I don't even know how washing works in tiny houses. Though Hong Kong, to my knowledge, has similar cleanliness/wardrobe size requirements and some tiny apartments that fall between "coffin" and "berth on a ship". (Whether many tiny house owners drop by washaterias, I dunno...)Jennifer wrote: ↑07 Oct 2019, 20:03Sure, but while our ancestors' basic biological needs were met, I daresay many would find it difficult if not impossible to meet certain standards required to belong to modern mainstream American society -- such as, your clothes need to be a certain level of cleanliness and non-stinkyness that you can NOT meet by "wearing the same outfit every day, and washing it once a week," even though that was the norm for pretty much everybody other than the ultra-rich until barely more than a century ago.
I submit that it is what's wrong, and they even say the specifics of why in one case—at least one chair too many. If you're having to rearrange things in order to open a drawer, you've got too much stuff laying or stacked around. That amount of stuff may be useful in other contexts or bigger places, but if you have to rearrange the stuff laying around to open a drawer, it's cluttered.Jennifer wrote: ↑07 Oct 2019, 20:03 For many people in "normal size" homes, yes (I include myself in this -- like, Jeff and I could get by with less kitchenware than my too-small kitchen holds, but I do not want to, in part because I LIKE having enough pots and pans that I have clean ones to use even when others are still dirty) -- but that doesn't sound like what the author of that piece is talking about:It’s small enough that doing anything—getting the vacuum from a tiny closet or something out of a drawer in the kitchen—often involves a Tetris-like game of moving multiple other things out of the way.
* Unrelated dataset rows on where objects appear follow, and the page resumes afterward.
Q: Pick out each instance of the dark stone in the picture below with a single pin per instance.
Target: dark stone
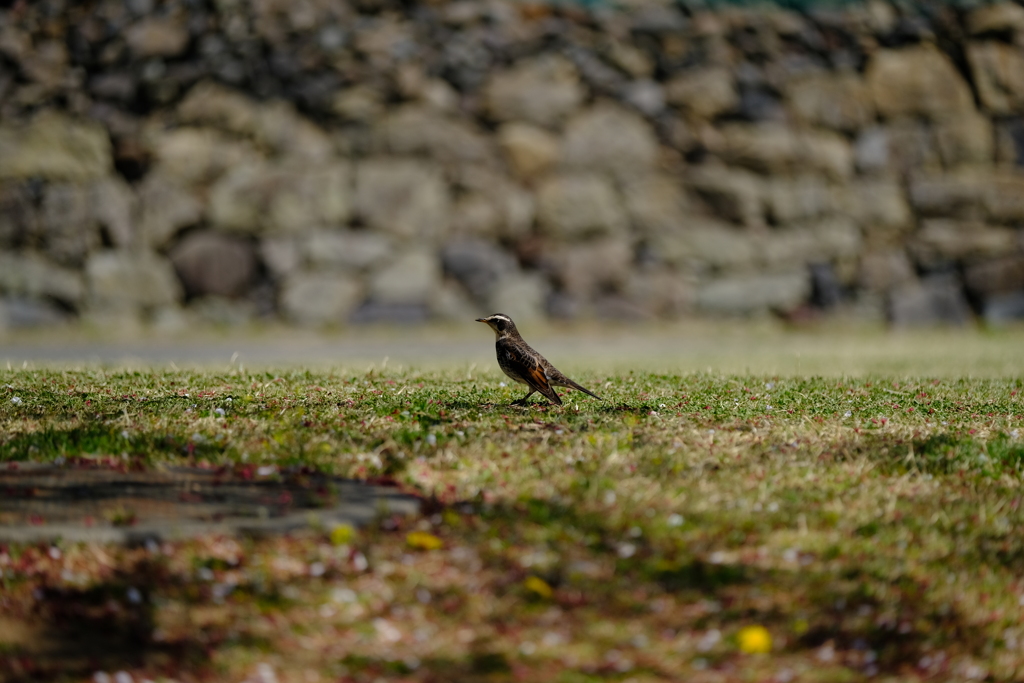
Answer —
(17, 215)
(210, 263)
(114, 85)
(18, 312)
(997, 275)
(760, 103)
(477, 264)
(1004, 308)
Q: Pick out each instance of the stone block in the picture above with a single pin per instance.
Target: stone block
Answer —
(997, 17)
(941, 241)
(877, 203)
(965, 139)
(817, 242)
(478, 264)
(935, 300)
(521, 296)
(609, 139)
(842, 100)
(420, 130)
(734, 194)
(116, 208)
(756, 293)
(580, 205)
(476, 214)
(284, 199)
(18, 217)
(599, 265)
(514, 207)
(165, 208)
(659, 292)
(349, 250)
(542, 90)
(530, 151)
(776, 147)
(275, 126)
(790, 200)
(122, 281)
(1003, 197)
(199, 156)
(656, 204)
(951, 195)
(1001, 308)
(996, 275)
(916, 81)
(320, 298)
(704, 92)
(31, 275)
(17, 312)
(706, 244)
(68, 220)
(55, 147)
(157, 37)
(402, 197)
(212, 263)
(998, 75)
(882, 270)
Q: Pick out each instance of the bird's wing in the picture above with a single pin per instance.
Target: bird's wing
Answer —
(531, 372)
(558, 379)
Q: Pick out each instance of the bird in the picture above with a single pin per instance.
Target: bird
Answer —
(522, 364)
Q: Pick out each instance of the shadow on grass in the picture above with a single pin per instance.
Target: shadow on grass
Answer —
(939, 454)
(814, 602)
(105, 627)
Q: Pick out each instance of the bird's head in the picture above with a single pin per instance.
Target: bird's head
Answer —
(501, 324)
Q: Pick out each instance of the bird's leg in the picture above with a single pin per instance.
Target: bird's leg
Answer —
(522, 401)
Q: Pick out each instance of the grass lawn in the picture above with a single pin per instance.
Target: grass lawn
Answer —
(691, 526)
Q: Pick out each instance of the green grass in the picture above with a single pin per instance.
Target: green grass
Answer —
(871, 524)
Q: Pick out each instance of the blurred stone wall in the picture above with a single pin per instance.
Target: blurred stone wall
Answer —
(327, 162)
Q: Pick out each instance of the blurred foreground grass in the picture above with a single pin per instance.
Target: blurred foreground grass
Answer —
(776, 525)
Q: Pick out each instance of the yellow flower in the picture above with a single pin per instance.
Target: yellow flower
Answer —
(539, 587)
(754, 640)
(423, 541)
(342, 535)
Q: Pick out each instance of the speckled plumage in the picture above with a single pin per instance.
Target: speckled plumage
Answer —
(523, 365)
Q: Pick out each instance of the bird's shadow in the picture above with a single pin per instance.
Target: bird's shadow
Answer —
(591, 406)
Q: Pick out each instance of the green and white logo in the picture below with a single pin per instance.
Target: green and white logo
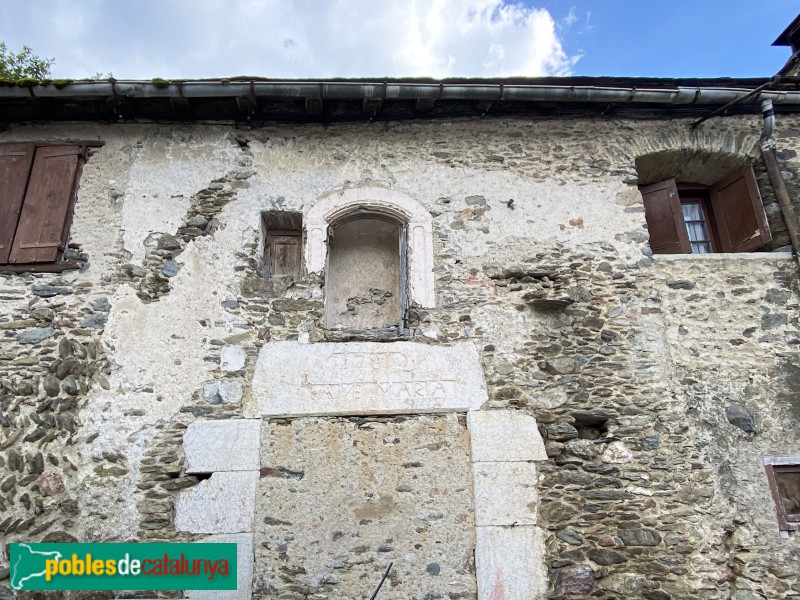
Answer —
(123, 566)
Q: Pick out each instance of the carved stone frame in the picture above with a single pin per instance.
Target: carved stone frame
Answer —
(330, 208)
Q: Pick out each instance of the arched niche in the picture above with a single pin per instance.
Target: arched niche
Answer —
(376, 203)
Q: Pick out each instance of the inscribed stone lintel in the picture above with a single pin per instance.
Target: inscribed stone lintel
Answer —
(294, 379)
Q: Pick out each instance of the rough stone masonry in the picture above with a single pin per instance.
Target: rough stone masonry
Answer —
(573, 416)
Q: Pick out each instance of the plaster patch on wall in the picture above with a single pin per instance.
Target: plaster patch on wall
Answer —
(163, 180)
(156, 347)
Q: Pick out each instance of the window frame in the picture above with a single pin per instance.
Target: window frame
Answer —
(58, 264)
(730, 205)
(691, 193)
(278, 224)
(401, 324)
(783, 464)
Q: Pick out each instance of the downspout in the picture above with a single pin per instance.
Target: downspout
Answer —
(776, 178)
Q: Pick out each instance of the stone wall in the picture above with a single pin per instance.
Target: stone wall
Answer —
(658, 384)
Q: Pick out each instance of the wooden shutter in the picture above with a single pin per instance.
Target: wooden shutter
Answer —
(284, 254)
(45, 212)
(404, 291)
(15, 166)
(662, 211)
(739, 213)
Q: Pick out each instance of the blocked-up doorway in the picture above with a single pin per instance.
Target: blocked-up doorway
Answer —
(340, 498)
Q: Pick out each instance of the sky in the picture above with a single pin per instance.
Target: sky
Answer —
(193, 39)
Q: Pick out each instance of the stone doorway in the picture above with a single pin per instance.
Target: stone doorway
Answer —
(341, 498)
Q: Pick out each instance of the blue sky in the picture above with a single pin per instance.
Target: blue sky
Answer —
(675, 38)
(141, 39)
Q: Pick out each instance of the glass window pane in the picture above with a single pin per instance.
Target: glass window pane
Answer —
(692, 212)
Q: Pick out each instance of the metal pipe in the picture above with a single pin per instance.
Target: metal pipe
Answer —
(775, 79)
(349, 90)
(776, 178)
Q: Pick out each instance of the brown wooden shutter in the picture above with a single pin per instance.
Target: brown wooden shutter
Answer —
(15, 166)
(662, 211)
(284, 254)
(45, 212)
(739, 213)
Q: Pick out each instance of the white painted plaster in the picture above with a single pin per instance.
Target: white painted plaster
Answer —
(232, 358)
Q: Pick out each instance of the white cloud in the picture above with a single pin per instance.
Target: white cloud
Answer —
(141, 39)
(571, 17)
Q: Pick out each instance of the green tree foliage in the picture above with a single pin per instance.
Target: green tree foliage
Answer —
(23, 64)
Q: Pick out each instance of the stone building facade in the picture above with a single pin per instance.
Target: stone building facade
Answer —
(555, 411)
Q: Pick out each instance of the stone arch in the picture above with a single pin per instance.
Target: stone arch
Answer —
(689, 165)
(681, 147)
(377, 201)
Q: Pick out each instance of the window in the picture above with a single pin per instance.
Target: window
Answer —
(283, 245)
(783, 474)
(38, 185)
(365, 283)
(685, 218)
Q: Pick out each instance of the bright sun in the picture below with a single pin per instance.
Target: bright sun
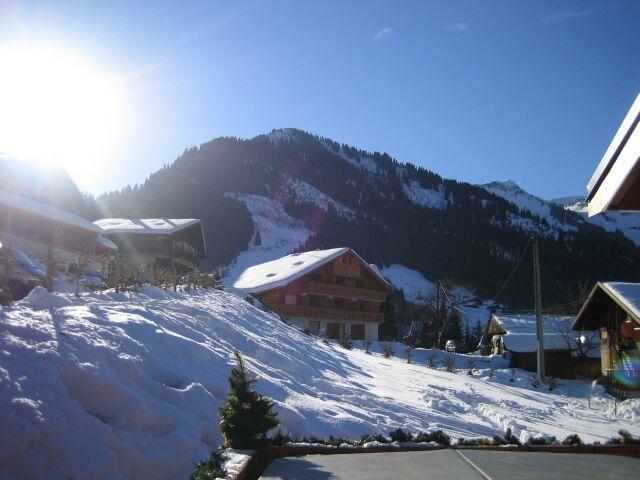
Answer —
(56, 107)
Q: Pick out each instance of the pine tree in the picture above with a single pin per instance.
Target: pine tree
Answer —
(247, 416)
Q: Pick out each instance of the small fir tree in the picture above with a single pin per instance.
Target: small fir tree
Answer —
(346, 342)
(471, 367)
(211, 469)
(387, 350)
(247, 416)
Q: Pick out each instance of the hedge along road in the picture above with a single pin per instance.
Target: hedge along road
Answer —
(454, 464)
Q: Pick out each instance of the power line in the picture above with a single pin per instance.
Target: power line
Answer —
(524, 250)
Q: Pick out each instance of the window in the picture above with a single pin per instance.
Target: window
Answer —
(314, 327)
(290, 299)
(315, 301)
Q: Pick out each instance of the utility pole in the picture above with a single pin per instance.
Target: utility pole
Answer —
(538, 301)
(437, 318)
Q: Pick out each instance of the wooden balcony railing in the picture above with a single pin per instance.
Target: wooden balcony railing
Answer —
(331, 313)
(347, 292)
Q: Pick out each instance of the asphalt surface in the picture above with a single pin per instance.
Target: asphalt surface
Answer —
(452, 464)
Right now, because I have one chair too many, lowering my Murphy bed from the wall means moving the chair, which then blocks something else.
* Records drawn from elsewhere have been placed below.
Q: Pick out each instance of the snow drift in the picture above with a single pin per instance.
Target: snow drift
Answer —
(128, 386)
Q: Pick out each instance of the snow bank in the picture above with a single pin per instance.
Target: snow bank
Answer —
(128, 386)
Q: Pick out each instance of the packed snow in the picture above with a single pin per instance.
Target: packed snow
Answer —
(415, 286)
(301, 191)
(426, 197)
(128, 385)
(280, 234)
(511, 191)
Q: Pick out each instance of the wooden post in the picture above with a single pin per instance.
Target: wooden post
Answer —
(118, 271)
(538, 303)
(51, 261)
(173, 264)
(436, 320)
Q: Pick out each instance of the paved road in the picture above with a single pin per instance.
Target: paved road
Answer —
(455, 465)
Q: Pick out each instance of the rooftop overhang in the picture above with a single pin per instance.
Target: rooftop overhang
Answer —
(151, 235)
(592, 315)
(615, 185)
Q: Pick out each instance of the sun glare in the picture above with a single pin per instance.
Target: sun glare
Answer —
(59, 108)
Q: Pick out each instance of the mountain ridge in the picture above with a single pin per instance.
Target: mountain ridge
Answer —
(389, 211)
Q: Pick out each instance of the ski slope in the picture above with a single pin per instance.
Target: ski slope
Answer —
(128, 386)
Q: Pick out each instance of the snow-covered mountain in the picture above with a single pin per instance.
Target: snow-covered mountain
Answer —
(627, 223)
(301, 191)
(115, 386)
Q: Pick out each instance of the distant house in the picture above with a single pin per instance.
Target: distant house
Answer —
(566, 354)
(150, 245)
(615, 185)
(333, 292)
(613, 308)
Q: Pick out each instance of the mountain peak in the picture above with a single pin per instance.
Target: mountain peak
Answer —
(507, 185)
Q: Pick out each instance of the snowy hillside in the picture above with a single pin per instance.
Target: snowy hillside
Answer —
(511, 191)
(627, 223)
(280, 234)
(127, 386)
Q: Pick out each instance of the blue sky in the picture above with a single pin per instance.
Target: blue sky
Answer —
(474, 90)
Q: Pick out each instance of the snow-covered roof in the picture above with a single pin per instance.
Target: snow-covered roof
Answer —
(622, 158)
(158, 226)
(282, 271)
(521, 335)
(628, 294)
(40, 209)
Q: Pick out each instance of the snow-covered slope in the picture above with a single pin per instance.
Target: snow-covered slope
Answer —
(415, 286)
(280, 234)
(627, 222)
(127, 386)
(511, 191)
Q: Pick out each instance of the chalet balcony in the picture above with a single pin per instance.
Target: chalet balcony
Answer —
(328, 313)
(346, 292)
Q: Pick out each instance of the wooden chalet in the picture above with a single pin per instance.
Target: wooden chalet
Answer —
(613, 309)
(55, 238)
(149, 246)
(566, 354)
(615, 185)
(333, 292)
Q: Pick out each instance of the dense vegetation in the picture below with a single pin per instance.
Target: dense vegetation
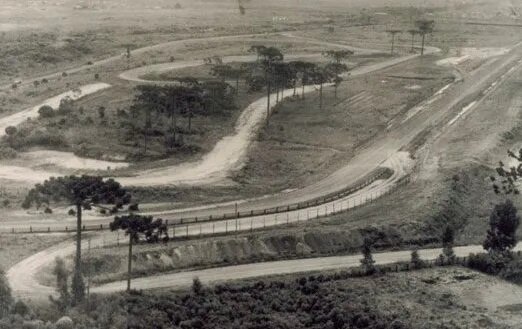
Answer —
(324, 301)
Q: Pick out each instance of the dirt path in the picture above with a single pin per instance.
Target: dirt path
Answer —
(24, 284)
(228, 155)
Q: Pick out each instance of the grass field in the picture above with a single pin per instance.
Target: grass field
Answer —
(436, 298)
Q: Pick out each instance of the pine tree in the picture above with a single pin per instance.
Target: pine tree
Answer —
(367, 263)
(503, 224)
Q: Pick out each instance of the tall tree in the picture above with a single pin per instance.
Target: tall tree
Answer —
(393, 33)
(337, 58)
(305, 72)
(226, 71)
(135, 226)
(321, 76)
(424, 26)
(82, 192)
(258, 50)
(503, 224)
(413, 33)
(367, 262)
(448, 239)
(147, 100)
(269, 56)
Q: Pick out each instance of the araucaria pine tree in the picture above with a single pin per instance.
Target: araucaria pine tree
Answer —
(503, 224)
(367, 262)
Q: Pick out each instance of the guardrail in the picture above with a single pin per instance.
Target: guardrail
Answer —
(260, 219)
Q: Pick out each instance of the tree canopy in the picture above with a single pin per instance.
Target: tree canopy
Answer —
(77, 190)
(503, 225)
(136, 225)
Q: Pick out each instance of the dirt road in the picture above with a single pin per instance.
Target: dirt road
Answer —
(22, 276)
(221, 274)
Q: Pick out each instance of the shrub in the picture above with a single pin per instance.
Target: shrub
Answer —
(66, 106)
(64, 323)
(101, 112)
(21, 308)
(484, 263)
(10, 130)
(6, 300)
(416, 261)
(197, 286)
(46, 111)
(7, 152)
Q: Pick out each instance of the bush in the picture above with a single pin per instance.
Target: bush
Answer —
(46, 111)
(66, 106)
(485, 263)
(416, 261)
(7, 152)
(6, 300)
(21, 308)
(10, 130)
(197, 286)
(64, 323)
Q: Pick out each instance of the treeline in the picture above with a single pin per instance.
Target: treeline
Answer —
(157, 111)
I mean, I'm not saying it's unreasonable to try to de-clutter and go, "No, I can't get rid of any more, and so I just need a bigger space than this." But that's somewhat different from actually getting belongings down to a manageable level in a tiny place and liking that (or not). A place that small requires a lifestyle adaptation, just like living in a cabin in the woods, on a boat, etc.. That adaptation won't be desirable to all people, but other people will like it once they accomplish it. There are people who do like their tiny houses, even if that means they're weirdos.